See also Inclining forwards and backwards while sitting, Application approach, Individual vs. group classes.

References

[1] Alexander Technique: The Ground Rules by Marjory Barlow, Sean Carey (HITE, 2011), p. 65.
[2] Man's Supreme Inheritance by F. Matthias Alexander (Mouritz, 1996), p. 118.
[3] ‘An Unrecognized Principle in Human Behaviour’, 1925, in Articles and Lectures by F. Matthias Alexander, edited by Jean M. O. Fischer (Mouritz, 1995), pp. 82-83.
[4] Man's Supreme Inheritance by F. Matthias Alexander (Mouritz, 1996), p. 174.
[5] The Universal Constant in Living by F. Matthias Alexander (Mouritz, 2000), p. 76.
[6] The Expanding Self by Goddard Binkley (STATBooks, 1993).
[7] The Philosopher's Stone edited by Jean M. O. Fischer (Mouritz, 1998).
[8] The Alexander Technique in Conversation by John Nicholls and Seán Carey (Brighton Alexander Training Centre, 1991), pp. 71–74.
[9] Think More, Do Less by Seán Carey (HITE, 2017), pp. 40-75.
[10] ‘Chair Work: What is It? Why Do It?’ by Tom Vasiliades in The Congress Papers 2015, Empowering Humanity, Inspiring Science edited by Rachel Gering-Hasthorpe (STAT Books, 2016), pp. 95–97.
[11] ‘The Use of the Chair in Teaching’ by John Nicholls in The Alexander Review vol. 2, no. 2., May 1987, pp. 23-26.
[12] ‘In Praise of the Chair – A critique of the Application Approach’ by Walton White in The Alexander Review, vol. 2, no. 2., May 1987, pp. 27-36.

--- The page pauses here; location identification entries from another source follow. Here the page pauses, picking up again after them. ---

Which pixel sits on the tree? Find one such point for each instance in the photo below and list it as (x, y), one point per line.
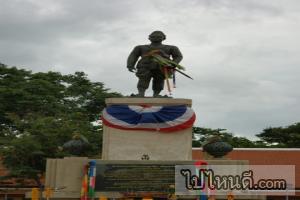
(39, 112)
(200, 135)
(288, 136)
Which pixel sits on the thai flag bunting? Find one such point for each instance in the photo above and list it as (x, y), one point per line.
(149, 118)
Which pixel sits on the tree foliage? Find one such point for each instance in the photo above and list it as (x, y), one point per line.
(282, 136)
(39, 112)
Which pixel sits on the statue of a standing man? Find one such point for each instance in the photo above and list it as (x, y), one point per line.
(147, 69)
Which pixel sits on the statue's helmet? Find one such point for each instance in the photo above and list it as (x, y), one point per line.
(156, 34)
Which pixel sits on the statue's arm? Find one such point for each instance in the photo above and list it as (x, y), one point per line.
(176, 54)
(133, 57)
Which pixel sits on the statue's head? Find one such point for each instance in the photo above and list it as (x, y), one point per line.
(157, 36)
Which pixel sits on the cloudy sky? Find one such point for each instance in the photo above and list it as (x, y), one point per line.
(243, 54)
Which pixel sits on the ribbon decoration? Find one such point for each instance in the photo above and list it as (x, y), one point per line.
(149, 118)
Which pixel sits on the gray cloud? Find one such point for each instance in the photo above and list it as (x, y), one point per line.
(243, 54)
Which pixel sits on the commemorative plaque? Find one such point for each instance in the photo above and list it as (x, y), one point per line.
(135, 177)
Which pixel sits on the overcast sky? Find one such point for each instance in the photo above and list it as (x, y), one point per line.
(243, 54)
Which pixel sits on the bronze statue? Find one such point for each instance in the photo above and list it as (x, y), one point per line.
(146, 69)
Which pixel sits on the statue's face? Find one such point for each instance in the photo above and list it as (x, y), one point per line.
(156, 38)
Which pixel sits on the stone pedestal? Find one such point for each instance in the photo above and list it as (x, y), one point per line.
(136, 145)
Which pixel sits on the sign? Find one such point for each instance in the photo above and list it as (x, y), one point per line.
(136, 177)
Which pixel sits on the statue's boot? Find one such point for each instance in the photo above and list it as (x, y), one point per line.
(141, 92)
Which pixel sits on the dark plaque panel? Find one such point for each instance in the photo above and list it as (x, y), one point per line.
(151, 177)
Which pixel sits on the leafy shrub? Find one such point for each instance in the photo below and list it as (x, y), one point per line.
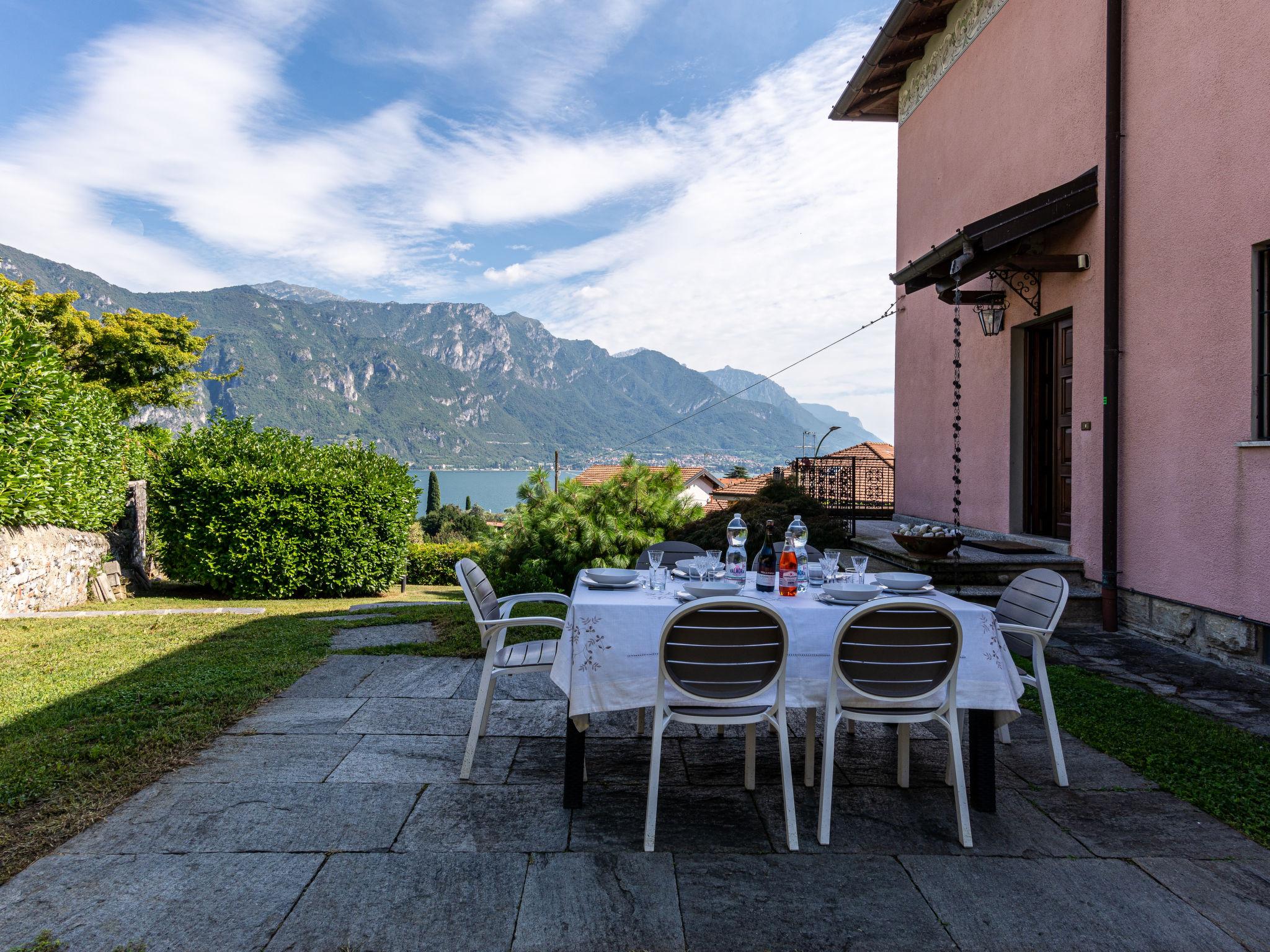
(270, 514)
(454, 524)
(61, 442)
(143, 448)
(433, 563)
(779, 501)
(550, 536)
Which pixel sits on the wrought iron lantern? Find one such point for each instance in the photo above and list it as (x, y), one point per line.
(992, 312)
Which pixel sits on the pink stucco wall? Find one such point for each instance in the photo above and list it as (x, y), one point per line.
(1020, 112)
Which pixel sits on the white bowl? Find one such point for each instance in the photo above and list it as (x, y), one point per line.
(613, 576)
(851, 592)
(710, 589)
(904, 582)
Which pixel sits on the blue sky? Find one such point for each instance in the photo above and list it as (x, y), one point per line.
(641, 173)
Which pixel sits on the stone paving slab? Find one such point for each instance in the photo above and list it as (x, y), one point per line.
(406, 903)
(806, 903)
(486, 819)
(270, 758)
(536, 685)
(380, 635)
(1233, 894)
(454, 716)
(890, 822)
(402, 676)
(335, 677)
(694, 819)
(1142, 824)
(609, 760)
(238, 818)
(391, 758)
(172, 903)
(299, 715)
(600, 903)
(1052, 904)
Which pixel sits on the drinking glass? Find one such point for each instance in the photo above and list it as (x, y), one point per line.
(654, 563)
(836, 555)
(700, 564)
(828, 568)
(860, 564)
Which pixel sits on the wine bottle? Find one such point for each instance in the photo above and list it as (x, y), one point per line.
(766, 562)
(789, 566)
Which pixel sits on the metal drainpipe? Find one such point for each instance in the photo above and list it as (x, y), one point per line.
(1112, 319)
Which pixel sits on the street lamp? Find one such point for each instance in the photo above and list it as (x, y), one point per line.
(824, 438)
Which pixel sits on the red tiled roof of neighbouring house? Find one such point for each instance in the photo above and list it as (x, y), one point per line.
(602, 474)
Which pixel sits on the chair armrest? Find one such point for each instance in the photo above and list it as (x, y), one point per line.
(508, 601)
(1034, 633)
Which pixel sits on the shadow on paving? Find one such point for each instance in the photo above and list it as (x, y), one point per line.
(333, 819)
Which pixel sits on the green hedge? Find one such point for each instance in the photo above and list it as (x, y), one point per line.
(433, 563)
(270, 514)
(61, 442)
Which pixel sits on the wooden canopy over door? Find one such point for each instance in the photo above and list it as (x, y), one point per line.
(1048, 428)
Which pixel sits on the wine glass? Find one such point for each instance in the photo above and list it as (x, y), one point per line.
(654, 563)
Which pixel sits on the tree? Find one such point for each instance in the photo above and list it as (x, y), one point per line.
(61, 442)
(550, 536)
(433, 491)
(143, 359)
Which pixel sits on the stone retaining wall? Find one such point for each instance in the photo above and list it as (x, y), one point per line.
(47, 566)
(1233, 641)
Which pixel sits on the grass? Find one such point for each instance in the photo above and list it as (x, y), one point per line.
(95, 708)
(1222, 770)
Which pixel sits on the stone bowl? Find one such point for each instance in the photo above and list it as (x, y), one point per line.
(929, 547)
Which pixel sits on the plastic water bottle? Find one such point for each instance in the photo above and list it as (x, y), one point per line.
(798, 532)
(734, 562)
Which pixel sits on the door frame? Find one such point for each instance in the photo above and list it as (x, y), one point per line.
(1019, 415)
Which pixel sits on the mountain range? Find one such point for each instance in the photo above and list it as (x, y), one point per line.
(454, 384)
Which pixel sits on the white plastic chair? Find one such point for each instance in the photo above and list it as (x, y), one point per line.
(1028, 614)
(719, 654)
(898, 653)
(493, 619)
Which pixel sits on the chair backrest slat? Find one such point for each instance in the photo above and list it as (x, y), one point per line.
(724, 649)
(1037, 599)
(671, 552)
(898, 651)
(481, 594)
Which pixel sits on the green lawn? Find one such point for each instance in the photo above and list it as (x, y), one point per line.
(95, 708)
(1221, 770)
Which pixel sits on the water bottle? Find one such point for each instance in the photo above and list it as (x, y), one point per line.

[13] ‘Chair work. What is it? Why do it?’ by Tom Vasiliades in The Congress Papers 2015, Empowering Humanity, Inspiring Science edited by Rachel Gering-Hasthorpe (STAT Books, 2016), pp. 95-97.
[14] ‘Primary control, what, why, how’ by John Nicholls in The Congress Papers 2008, From Generation to Generation Vol. 2 edited by Jean M. O. Fischer (STATBooks, 2009), pp. 188-193.
[15] Explaining the Alexander Technique by Walter Carrington and Seán Carey, (Mouritz, 2004), pp. 52-54.
[16] ‘On feet wide apart’ by Shoshana Kaminitz in Direction vol. 2, no. 5 edited by Jeremy Chance (Fyncot Pty Ltd., 1997), p. 10.